Um estudo divulgado recentemente pelo órgão que assessora o governo dos Estados Unidos em assuntos de saúde preventiva abriu uma polêmica sobre a idade mais adequada para fazer mamografia. Afinal, o ideal é submeter-se ao exame a partir dos 50 anos, como defende a Força Tarefa dos EUA para Serviços Preventivos — e também o Ministério da Saúde brasileiro —, ou a partir dos 40, como recomendam vários médicos e a Sociedade Brasileira de Mastologia?

A controvérsia se estende à frequência com que a prática deve ser realizada: a cada dois anos, segundo a entidade norte-americana, ou anualmente, de acordo com a SBM? O primeiro grupo argumenta que antes dos 50 as mamas são mais densas, o que torna os exames menos precisos.
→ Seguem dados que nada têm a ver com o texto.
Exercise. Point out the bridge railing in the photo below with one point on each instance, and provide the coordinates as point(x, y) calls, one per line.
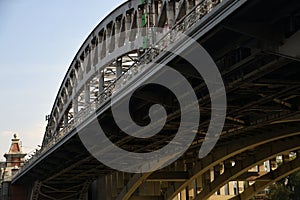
point(172, 36)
Na prática, isso significa que podem aparecer, nesses check-ups, grânulos de tamanhos diferentes, que são comuns em mulheres até essa idade. Dependendo da consistência e do tamanho, eles geram, às vezes, diagnósticos errados. É o que os médicos chamam de “falso positivo”. Nesses casos, apenas as biópsias, que são intervenções cirúrgicas, revelam o resultado com precisão — e, como toda cirurgia, ocasionam custos ao sistema de saúde e desgaste emocional ao paciente.

A Sociedade Brasileira de Mastologia, no entanto, sustenta que as brasileiras não fazem exames rotineiros como deveriam e, portanto, existe uma alta incidência de tumores em estágio avançado no país. “O diagnóstico frequentemente é tardio”, afirma o médico José Roberto Filassi, membro da SBM e chefe do Departamento de Mastologia da USP e do Instituto Nacional do Câncer (Inca).

Por isso, assim como a entidade brasileira, o especialista indica mamografias anuais a partir dos 40 anos, para identificar eventuais tumores de rápido crescimento. Há ainda alguns médicos que defendem ultrassonografias mamárias ou ressonância magnética a cada ano, principalmente para quem tem familiares que já detectaram câncer de mama. A vantagem desses exames é que apresentam baixos índices de radiação. Somente se o exame for impreciso no diagnóstico o paciente é encaminhado para a mamografia. Mas, afinal, com tanta polêmica, o que exatamente uma mulher deve fazer? Pode seguir a sugestão da própria vice-presidente da Força Tarefa dos EUA para Serviços Preventivos, Diana Petitti. “Fale com o seu médico e tome uma decisão baseada no seu histórico familiar e nas suas condições gerais de saúde”.

A empresária Telma Saldanha, de 40 anos, é um exemplo de como a prevenção pode ser benéfica. Seguiu o conselho do seu especialista e fez os exames. Em 2004, ou seja, aos 35 anos, soube que tinha câncer na mama direita, após uma ultrassonografia. Quatro anos depois, novos exames apontaram o mesmo problema, mas no lado esquerdo. “Se não fossem os diagnósticos precoces, eu poderia não estar mais aqui para contar esta história”, afirma.